In 2018, there were roughly 30% more full-stack engineering roles posted to AngelList than there were front-end or back-end positions. To many in the engineering community, this is a bad thing.
Over the last 10 years, think piece after think piece has been published questioning the legitimacy of full-stack engineering roles. The criticism can be bucketed into two claims:
- Full-stack engineering roles are unrealistic. With how complex the average stack is today, no one could possibly become an expert in every piece of it.
- Full-stack engineering roles are exploitative. Cash-strapped companies hire full-stack engineers to do the job of multiple engineers for one salary.
But does the data support either of these claims?
In short: No. The data doesn’t indicate the full-stack roles are exploitative in salary or unrealistic in scope. In fact, it suggests that if you’re interested in a cross-functional position, in learning new skills, or in working at an early-stage startup, a full-stack engineering role might be the perfect job — if you know what to look for.
All of this criticism really starts with a fundamental misunderstanding of full-stack roles.
Why “full-stack” really means “early-stage”
One of the chief criticisms of a full-stack role is that it pays a generalist less to handle an entire stack than it would pay a specialist to handle one piece of that stack. To the critics’ credit, there is some data to back this up:
Full-stack engineers in New York and San Francisco make less, on average, than front-end or back-end engineers in the same cities. But this is not the smoking gun critics make it out to be. If you look at the same data, you’ll see full-stack engineers in San Francisco and New York City also receive larger equity grants, on average, than engineers in specialist roles:
To understand why this is happening, we need to look at how different engineering roles are distributed by company stage. While the majority of front-end and back-end job listings on AngelList belonged to companies with more than 10 employees, the majority of full-stack job listings belonged to companies with fewer than 10 employees.
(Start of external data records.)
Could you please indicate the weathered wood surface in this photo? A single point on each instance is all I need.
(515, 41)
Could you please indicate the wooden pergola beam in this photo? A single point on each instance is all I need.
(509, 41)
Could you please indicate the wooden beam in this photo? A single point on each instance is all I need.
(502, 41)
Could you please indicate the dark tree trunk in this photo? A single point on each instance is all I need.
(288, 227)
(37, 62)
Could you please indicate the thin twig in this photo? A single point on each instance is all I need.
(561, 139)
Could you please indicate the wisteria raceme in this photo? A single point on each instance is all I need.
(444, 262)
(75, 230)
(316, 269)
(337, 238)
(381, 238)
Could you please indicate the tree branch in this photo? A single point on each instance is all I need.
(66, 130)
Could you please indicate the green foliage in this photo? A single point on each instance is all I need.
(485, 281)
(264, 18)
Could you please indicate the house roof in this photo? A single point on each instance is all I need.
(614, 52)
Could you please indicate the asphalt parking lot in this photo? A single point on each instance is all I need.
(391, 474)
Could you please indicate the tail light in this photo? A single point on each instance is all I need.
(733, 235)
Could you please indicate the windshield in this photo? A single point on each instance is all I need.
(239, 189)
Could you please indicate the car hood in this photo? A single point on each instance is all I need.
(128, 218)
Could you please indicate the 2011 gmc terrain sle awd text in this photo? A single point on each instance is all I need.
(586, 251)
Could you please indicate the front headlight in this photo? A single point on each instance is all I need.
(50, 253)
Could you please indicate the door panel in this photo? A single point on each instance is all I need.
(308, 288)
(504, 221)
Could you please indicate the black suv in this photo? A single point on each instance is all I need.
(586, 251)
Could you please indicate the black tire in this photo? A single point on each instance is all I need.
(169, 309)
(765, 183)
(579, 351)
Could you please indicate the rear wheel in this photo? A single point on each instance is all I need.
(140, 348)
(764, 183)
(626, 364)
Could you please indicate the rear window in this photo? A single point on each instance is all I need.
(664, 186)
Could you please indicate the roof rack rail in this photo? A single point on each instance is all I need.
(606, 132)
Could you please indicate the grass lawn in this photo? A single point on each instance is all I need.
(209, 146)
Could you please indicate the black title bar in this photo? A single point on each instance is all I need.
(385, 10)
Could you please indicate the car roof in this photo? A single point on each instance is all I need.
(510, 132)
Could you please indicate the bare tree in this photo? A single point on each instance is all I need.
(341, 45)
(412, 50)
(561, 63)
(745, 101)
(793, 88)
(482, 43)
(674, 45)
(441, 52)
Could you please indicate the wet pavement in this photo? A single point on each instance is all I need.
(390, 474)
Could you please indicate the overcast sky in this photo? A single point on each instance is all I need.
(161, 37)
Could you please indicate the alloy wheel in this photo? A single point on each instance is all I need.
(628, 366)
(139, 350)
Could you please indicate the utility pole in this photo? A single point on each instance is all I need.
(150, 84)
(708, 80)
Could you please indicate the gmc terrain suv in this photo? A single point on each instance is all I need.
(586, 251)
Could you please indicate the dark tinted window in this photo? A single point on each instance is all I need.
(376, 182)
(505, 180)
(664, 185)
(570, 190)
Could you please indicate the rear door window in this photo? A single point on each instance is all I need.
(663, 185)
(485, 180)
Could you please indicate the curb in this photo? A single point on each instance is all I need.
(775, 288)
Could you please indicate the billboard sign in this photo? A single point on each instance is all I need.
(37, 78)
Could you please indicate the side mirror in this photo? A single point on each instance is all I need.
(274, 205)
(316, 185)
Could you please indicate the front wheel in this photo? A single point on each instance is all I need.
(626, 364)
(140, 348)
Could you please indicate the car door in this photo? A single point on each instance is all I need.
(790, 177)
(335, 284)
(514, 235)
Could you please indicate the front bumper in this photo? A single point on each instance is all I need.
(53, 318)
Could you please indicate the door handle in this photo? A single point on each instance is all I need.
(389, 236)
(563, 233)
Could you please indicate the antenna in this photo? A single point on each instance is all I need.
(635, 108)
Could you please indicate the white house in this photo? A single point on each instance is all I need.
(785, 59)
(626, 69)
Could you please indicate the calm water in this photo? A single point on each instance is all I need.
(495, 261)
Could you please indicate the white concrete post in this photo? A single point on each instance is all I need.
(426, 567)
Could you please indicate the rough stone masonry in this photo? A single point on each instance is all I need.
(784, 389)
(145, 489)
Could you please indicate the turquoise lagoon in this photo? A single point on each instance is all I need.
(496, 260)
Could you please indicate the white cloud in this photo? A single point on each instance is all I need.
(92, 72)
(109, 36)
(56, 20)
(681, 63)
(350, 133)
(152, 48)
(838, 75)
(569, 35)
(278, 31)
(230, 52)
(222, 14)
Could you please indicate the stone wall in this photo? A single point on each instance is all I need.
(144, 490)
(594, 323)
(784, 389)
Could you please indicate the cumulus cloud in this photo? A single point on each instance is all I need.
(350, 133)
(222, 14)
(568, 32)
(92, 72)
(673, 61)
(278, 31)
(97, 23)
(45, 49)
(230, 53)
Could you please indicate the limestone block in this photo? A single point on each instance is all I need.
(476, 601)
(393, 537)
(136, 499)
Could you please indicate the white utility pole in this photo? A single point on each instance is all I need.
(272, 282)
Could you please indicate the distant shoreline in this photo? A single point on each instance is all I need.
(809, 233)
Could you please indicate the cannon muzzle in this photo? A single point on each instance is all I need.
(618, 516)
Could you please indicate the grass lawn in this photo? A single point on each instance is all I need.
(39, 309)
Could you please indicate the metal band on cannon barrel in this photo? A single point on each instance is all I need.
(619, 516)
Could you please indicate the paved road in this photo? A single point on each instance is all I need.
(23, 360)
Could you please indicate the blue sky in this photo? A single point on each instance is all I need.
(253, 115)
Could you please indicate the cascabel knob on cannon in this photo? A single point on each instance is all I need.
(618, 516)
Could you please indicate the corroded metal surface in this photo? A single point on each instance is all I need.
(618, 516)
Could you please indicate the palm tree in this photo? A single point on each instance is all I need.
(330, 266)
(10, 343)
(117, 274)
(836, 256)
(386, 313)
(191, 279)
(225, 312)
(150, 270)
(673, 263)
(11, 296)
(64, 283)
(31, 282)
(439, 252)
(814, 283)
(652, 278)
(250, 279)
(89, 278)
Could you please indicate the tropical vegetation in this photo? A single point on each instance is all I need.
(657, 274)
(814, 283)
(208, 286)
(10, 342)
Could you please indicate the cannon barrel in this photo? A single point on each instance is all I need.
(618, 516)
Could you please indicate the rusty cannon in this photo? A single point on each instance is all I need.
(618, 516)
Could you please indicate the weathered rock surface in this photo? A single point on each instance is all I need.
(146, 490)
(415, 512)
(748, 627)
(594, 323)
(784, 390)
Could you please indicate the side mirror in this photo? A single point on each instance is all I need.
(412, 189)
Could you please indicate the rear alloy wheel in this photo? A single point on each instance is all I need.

To be clear, that’s fewer than 10 total employees, not just engineers.
Full-stack engineers are disproportionately distributed toward early-stage companies, where salaries are lower, but equity grants are higher. Comparing the average salary of a full-stack engineer to a front-end engineer’s is really a comparison of early-stage salaries to later-stage compensation. Full-stack engineers at seed-stage startups aren’t supposed to be experts at every piece of the stack. Full-stack engineers need to know enough — or be able to learn enough — to build and ship a product with a small team of contributors.
As a startup scales, specialist engineers will be necessary to handle the increasing complexity of the product, but at the seed stage, a startup needs makers — and that’s exactly what full-stack engineers are.
Why would engineers want to be full stack?
While the argument for why early-to-mid stage companies need full stack engineers is clear, why would you, as an engineer, want a full-stack role? What is your upside?
Majed Itani, head of engineering at SetSail, an early-stage AI-powered startup helping sales teams, exclusively hires full-stack engineers. He says he believes there are two groups of people who get the most out of full stack roles:
- Engineers early in their careers who want to learn as much as possible.
- Engineers later in their career who thrive on generalist work.
For junior engineers, “if you want to learn everything, go to a seed-stage startup,” Itani says. At a larger company, you’d likely be responsible solely for integrations or a database. At an early-stage company, you’ll be responsible for figuring out how to build a new product, which could mean learning the infrastructure, the back-end, and the front-end all in the same month.
By the same token, Itani says he believes senior engineers who like owning a product from idea to production, who want exposure to fundamental business problems, and who prefer generalist work, tend to be happiest in full-stack roles, where they are virtually guaranteed to never be pigeonholed into doing one thing.
If you fit either of these profiles, a full-stack engineering position may be the perfect role. Now you just need to know how to find a good one.
How to tell good full-stack engineering roles from bad
It’s not hard to find a job listing for a full-stack engineering role. The key is knowing how to vet them. Positive signals on a job listing include:
- The startup will be early-to-mid stage (fewer than 50 employees).
- The role will offer a larger equity stake than the industry average for specialist roles. You can check averages here.
- The role’s responsibilities should include some product-level decisions.
Ideally, all of this information will be listed on the job posting. Bonus points if the company has documented its philosophy on full-stack engineering.
While there are some obvious immediate red flags — if a company wants to severely underpay you, or expects five years of experience in 18 different technologies, run — what qualifies a “bad” full-stack engineering role is going to depend on your priorities.
Full-stack engineers aren’t myths — they’re makers
The debate over whether full stack engineers are myths or not has always been misguided. The critics are correct that there’s no giant pool of engineers who have mastered every piece of the stack and can ship beautiful enterprise software single-handedly. That definition, however, is not what a full-stack engineer is.
In practice, a full-stack engineer is one who is close to a product in its early stages, who has the generalist skills to jump from one piece of the stack to another, and who has the speed and agility to ship features and fix bugs as the product grows.
The task of a full-stack engineer isn’t to be a world-class specialist. It’s to be a maker — and early-stage startups need makers more than anything in the world.